Sinclair was unsmiling, too. Sensible of the girl’s beauty, at that moment he was without any appreciation of it. He was not even looking at her. His blue eyes were on the iron-roofed store on the far side of the township, and he was thinking hard.

The policeman knew that the moment had come when life was presenting him with one of those ugly bills which it never fails to produce for settlement after the indulgence of youthful follies which have crossed the borderline of crime. And in that moment the last thing capable of making appeal to him was this woman’s charm, which, for weeks and months now, had so badly inflamed his unbridled soul.

He was a largish man and good-looking enough, until close study revealed certain physical imperfections which can betray so much. He was of the fair, florid type. He was by no means unimposing under his regulation fur cap, and in his black sheepskin fur with the yellow stripe of his breeches showing below its lower edge.

But his eyes had that queer glisten in them which so curiously denotes the sensual. His nether lip was too full, and even loose. Then he had an ugly, short laugh that betrayed no good will, and a way of gazing afar while he talked.
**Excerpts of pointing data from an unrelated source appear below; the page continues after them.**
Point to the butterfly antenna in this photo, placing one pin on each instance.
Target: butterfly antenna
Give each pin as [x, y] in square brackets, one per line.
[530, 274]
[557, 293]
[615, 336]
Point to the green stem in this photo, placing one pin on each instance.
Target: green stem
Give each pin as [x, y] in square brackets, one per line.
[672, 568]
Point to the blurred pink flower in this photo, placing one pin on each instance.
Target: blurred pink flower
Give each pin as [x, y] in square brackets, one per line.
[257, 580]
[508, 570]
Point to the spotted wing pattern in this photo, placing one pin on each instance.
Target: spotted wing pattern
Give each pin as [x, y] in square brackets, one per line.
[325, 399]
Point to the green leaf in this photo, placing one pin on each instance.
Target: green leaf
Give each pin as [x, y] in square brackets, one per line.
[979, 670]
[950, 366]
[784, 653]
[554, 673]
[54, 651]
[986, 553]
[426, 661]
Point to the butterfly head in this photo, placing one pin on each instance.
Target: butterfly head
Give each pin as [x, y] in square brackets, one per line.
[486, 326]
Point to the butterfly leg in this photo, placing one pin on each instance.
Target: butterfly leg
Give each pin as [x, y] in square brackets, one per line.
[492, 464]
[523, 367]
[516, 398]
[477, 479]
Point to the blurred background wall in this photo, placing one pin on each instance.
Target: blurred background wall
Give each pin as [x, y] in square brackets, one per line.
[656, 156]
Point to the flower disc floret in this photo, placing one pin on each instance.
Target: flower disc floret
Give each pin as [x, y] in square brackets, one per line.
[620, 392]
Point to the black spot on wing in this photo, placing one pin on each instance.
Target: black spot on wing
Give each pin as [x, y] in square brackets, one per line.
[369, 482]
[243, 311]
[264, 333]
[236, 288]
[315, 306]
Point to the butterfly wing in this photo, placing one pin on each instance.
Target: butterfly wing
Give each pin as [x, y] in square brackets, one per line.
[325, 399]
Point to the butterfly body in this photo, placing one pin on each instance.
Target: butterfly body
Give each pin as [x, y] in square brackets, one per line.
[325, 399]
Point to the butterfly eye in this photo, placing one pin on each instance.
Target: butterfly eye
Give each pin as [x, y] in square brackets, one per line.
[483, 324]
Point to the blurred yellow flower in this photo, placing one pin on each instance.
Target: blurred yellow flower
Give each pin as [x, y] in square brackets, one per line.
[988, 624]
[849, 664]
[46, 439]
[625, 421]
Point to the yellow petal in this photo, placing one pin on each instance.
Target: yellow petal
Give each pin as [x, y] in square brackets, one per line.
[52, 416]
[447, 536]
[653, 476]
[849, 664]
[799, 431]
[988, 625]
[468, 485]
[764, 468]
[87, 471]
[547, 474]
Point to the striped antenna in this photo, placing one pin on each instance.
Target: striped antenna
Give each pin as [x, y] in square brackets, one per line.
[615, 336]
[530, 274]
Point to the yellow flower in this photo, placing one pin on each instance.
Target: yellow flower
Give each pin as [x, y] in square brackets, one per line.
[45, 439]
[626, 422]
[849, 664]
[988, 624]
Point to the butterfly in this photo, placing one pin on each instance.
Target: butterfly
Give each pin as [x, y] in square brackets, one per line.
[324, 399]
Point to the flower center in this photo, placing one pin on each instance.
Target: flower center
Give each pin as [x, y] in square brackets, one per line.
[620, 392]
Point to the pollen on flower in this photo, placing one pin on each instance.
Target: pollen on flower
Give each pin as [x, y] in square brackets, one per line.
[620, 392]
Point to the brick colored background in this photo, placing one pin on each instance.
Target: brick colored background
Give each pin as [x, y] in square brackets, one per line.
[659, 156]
Just now he had much to conceal. He was concerned as he listened to the low rich tones that were somehow so different from that which he knew they could be when the mood behind them was soft and yielding. And his concern was twofold.

He was searching to discover the easiest means of meeting and countering the bill which was being presented through the lips of the beautiful half-breed, and, at the same time, wondering how best it could be used to further his official plans.
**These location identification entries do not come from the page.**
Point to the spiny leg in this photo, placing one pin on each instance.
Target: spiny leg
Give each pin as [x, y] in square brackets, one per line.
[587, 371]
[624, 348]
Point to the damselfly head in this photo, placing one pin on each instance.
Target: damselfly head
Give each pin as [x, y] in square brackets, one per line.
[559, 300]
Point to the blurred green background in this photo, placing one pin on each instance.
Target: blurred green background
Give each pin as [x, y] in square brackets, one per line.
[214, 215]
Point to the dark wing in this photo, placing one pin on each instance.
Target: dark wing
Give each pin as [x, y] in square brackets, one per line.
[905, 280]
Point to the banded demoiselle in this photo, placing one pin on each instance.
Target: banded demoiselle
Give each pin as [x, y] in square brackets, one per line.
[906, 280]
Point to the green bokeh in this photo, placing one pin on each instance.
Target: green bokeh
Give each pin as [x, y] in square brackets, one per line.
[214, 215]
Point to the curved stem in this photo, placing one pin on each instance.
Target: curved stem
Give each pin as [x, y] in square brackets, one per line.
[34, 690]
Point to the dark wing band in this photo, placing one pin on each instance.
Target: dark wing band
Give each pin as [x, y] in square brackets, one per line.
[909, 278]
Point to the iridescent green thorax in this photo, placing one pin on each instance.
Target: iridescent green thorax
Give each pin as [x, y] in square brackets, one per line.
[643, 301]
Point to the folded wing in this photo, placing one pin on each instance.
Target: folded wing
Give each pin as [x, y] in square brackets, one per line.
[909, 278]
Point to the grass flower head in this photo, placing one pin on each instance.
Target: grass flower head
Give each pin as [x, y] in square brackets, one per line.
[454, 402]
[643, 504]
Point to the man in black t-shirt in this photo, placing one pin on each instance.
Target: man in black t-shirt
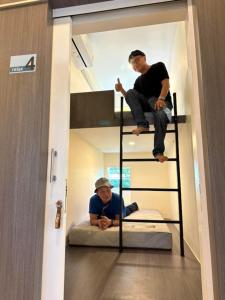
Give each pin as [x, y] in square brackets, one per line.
[150, 94]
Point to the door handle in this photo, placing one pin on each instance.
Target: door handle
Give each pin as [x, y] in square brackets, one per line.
[59, 205]
[53, 165]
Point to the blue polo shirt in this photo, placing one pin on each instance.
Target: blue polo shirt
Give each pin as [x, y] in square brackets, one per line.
[110, 210]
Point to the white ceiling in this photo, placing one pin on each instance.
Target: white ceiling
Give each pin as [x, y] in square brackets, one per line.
[110, 50]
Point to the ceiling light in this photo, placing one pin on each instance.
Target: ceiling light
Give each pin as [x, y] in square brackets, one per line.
[131, 143]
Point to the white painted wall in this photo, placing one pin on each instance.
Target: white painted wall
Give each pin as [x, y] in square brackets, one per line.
[181, 84]
[85, 167]
[54, 239]
[199, 171]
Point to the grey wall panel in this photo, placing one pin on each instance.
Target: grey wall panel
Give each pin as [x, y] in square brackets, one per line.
[210, 26]
[24, 123]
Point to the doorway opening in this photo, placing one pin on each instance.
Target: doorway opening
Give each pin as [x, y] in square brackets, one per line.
[94, 152]
[163, 37]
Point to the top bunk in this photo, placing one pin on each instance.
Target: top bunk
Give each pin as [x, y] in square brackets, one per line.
[97, 109]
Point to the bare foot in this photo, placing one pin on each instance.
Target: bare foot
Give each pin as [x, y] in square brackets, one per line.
[161, 157]
[139, 130]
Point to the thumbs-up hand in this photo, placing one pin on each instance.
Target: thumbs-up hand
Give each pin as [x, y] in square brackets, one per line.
[118, 86]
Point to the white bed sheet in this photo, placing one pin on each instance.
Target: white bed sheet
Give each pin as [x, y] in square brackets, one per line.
[138, 235]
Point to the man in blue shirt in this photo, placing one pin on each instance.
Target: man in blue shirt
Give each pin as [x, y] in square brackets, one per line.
[104, 206]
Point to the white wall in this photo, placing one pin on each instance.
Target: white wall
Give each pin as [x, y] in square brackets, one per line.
[181, 84]
[85, 167]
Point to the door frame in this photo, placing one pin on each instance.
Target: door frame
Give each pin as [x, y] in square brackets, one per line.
[199, 153]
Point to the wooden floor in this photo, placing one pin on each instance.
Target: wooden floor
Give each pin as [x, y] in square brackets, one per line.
[100, 273]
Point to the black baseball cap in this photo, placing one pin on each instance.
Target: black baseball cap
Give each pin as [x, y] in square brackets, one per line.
[135, 53]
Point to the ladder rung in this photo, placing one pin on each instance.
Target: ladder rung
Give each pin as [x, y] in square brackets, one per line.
[146, 159]
[151, 221]
[151, 189]
[148, 132]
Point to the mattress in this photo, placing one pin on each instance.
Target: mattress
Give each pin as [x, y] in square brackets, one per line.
[137, 235]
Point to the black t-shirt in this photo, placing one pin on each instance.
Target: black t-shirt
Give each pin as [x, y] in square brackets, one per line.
[149, 84]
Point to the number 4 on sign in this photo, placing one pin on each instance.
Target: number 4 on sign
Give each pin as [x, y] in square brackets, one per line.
[30, 63]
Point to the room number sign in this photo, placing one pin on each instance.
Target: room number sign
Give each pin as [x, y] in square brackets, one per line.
[23, 63]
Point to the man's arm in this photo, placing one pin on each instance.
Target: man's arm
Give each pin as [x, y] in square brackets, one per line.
[165, 88]
[160, 103]
[119, 88]
[116, 222]
[94, 220]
“Do we need to worry, kid?” he asked, in reply to her spoken fear of her father and the Wolf when they finally discovered the truth of the thing lying between them. “I don’t guess so. You’re not a child. You’re a woman with the right to love where you feel like it. Pideau’s your father all right. But fathers don’t count with a grown woman. As for Mister Wolf, where does he come in anyway? He’s not even a brother.”

Annette turned away. She stood with one arm spread out on the top rail of the fence gazing across at the store.

“That’s the worry of it,” she sighed, and her brows drew in a thoughtful pucker.